This is the classic has-a versus is-a distinction. Rendertargets are a special kind of texture, but our API made it look like they just had associated textures, or perhaps could be converted into textures.

We fixed this by removing the GetTexture method, and instead having RenderTarget2D inherit directly from Texture2D (and RenderTargetCube from TextureCube). It is harder to get these semantics wrong with the 4.0 API:

    List<Texture2D> textures = new List<Texture2D>();

    for (int i = 0; i < 100; i++)
    {
        RenderTarget2D rt = new RenderTarget2D(...);

        GraphicsDevice.SetRenderTarget(rt);
        DrawCharacterAnimationFrame(i);
        GraphicsDevice.SetRenderTarget(null);

        textures.Add(rt);
    }

Atomicity

How do you un-set a rendertarget? In previous versions of Game Studio we would often write:

    GraphicsDevice.SetRenderTarget(0, null);

That mostly works, but after using multiple rendertargets we must use this more complex version:

    for (int i = 0; i < HoweverManyRenderTargetsIJustUsed; i++)
    {
        GraphicsDevice.SetRenderTarget(i, null);
    }

Ugly, not to mention error prone if the un-set code does not loop enough times.
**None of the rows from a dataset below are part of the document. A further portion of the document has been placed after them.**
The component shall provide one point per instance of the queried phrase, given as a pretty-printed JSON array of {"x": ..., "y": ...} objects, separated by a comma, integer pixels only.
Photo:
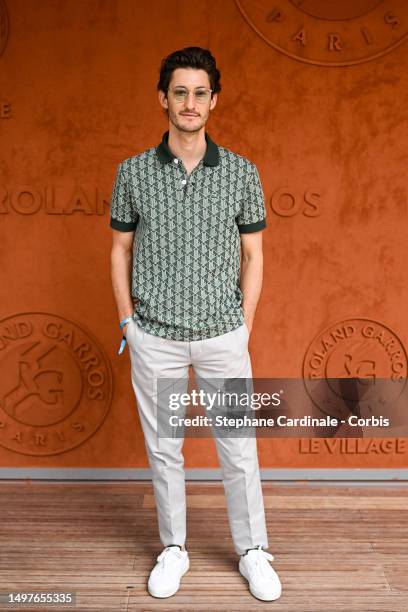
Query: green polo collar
[{"x": 211, "y": 157}]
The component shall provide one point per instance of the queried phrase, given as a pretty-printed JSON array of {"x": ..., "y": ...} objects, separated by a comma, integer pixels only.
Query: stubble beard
[{"x": 174, "y": 119}]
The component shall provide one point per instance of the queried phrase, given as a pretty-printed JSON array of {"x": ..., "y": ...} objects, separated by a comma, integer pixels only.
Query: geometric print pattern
[{"x": 186, "y": 248}]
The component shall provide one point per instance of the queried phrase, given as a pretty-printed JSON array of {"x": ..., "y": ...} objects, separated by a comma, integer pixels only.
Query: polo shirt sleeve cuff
[
  {"x": 248, "y": 228},
  {"x": 122, "y": 226}
]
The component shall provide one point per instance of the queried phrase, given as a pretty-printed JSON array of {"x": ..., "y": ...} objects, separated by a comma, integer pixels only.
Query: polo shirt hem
[
  {"x": 248, "y": 228},
  {"x": 122, "y": 226}
]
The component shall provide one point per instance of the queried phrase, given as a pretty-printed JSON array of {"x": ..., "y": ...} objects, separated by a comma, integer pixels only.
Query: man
[{"x": 181, "y": 212}]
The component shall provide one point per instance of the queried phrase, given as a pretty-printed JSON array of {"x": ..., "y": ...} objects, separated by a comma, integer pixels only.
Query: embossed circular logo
[
  {"x": 55, "y": 385},
  {"x": 352, "y": 362},
  {"x": 329, "y": 32},
  {"x": 4, "y": 26}
]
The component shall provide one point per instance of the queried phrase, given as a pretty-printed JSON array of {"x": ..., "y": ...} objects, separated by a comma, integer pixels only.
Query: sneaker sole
[
  {"x": 257, "y": 594},
  {"x": 168, "y": 593}
]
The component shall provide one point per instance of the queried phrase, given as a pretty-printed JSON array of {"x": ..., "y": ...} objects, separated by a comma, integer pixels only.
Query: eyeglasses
[{"x": 201, "y": 94}]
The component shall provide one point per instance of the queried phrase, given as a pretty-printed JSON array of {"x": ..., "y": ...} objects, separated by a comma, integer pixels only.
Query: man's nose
[{"x": 190, "y": 100}]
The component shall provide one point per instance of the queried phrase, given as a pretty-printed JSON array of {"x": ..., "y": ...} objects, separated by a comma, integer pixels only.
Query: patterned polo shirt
[{"x": 187, "y": 248}]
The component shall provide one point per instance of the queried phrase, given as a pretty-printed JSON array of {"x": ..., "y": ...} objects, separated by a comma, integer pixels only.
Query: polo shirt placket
[{"x": 186, "y": 248}]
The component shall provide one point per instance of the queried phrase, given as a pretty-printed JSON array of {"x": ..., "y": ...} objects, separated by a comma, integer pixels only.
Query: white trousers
[{"x": 225, "y": 356}]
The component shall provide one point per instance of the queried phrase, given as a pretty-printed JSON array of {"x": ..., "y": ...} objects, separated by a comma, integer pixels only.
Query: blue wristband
[{"x": 121, "y": 325}]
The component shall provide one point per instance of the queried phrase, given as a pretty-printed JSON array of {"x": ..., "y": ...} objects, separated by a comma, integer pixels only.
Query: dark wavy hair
[{"x": 189, "y": 57}]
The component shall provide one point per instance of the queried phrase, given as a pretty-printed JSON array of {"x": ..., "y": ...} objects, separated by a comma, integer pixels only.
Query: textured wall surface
[{"x": 315, "y": 93}]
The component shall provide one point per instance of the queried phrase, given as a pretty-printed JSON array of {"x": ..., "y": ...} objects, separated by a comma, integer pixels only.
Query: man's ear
[
  {"x": 213, "y": 101},
  {"x": 163, "y": 99}
]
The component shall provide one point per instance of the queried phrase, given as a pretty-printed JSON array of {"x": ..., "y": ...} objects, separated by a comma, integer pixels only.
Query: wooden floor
[{"x": 336, "y": 548}]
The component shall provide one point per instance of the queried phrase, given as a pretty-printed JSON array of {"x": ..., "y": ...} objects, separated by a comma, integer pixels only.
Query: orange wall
[{"x": 315, "y": 96}]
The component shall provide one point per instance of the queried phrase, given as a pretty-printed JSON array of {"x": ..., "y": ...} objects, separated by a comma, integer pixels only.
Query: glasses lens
[{"x": 200, "y": 95}]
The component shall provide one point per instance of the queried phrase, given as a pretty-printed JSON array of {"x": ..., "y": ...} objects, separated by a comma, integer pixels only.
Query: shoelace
[
  {"x": 165, "y": 555},
  {"x": 259, "y": 558}
]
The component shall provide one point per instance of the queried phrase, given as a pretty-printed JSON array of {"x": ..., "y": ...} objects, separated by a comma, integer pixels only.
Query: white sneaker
[
  {"x": 263, "y": 581},
  {"x": 165, "y": 577}
]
In Game Studio 4.0, we made SetRenderTarget an atomic method, so it always sets all the possible rendertargets at the same time. This call will always un-set all rendertargets, no matter how many were previously bound:

    GraphicsDevice.SetRenderTarget(null);

To set a single rendertarget, you no longer need to specify an index:

    GraphicsDevice.SetRenderTarget(renderTarget);

If multiple rendertargets were previously bound, this will change the first one to the specified value, then un-set the others.

To set multiple rendertargets (which is a HiDef feature, so not supported in the CTP), specify them all at the same time:

    GraphicsDevice.SetRenderTargets(diffuseRt, normalRt, depthRt);

That is a shortcut for this more flexible but verbose equivalent:

    RenderTargetBinding[] bindings =
    {
        new RenderTargetBinding(diffuseRt),
        new RenderTargetBinding(normalRt),
        new RenderTargetBinding(depthRt),
    };

    GraphicsDevice.SetRenderTargets(bindings);

Making the set call atomic has two main benefits:

It reduces the chance of accidentally forgetting to unset multiple rendertargets
It makes our validation code more efficient, as we now have a single place to validate MRT rules such as all surfaces being the same size and bit depth. Previously, SetRenderTarget had no way to know when it had the final state, or whether other calls were about to change rendertargets on different indices, so it had to just set a dirty flag which clued the next draw operation to validate and commit the new surfaces. This added a small but measurable overhead to all draw operations (even when MRT was not in use), which is no longer necessary now these operations are atomic.

Declarative depth

Our bloom sample contains a subtle bug in this line:

    renderTarget1 = new RenderTarget2D(GraphicsDevice, width, height, 1, format);

The problem is that when we later draw to this rendertarget, we do not explicitly un-set the depth buffer. Even though we are not using depth while rendering the bloom postprocess, the default depth buffer is still bound to the device, so must be compatible with the rendertarget we are using.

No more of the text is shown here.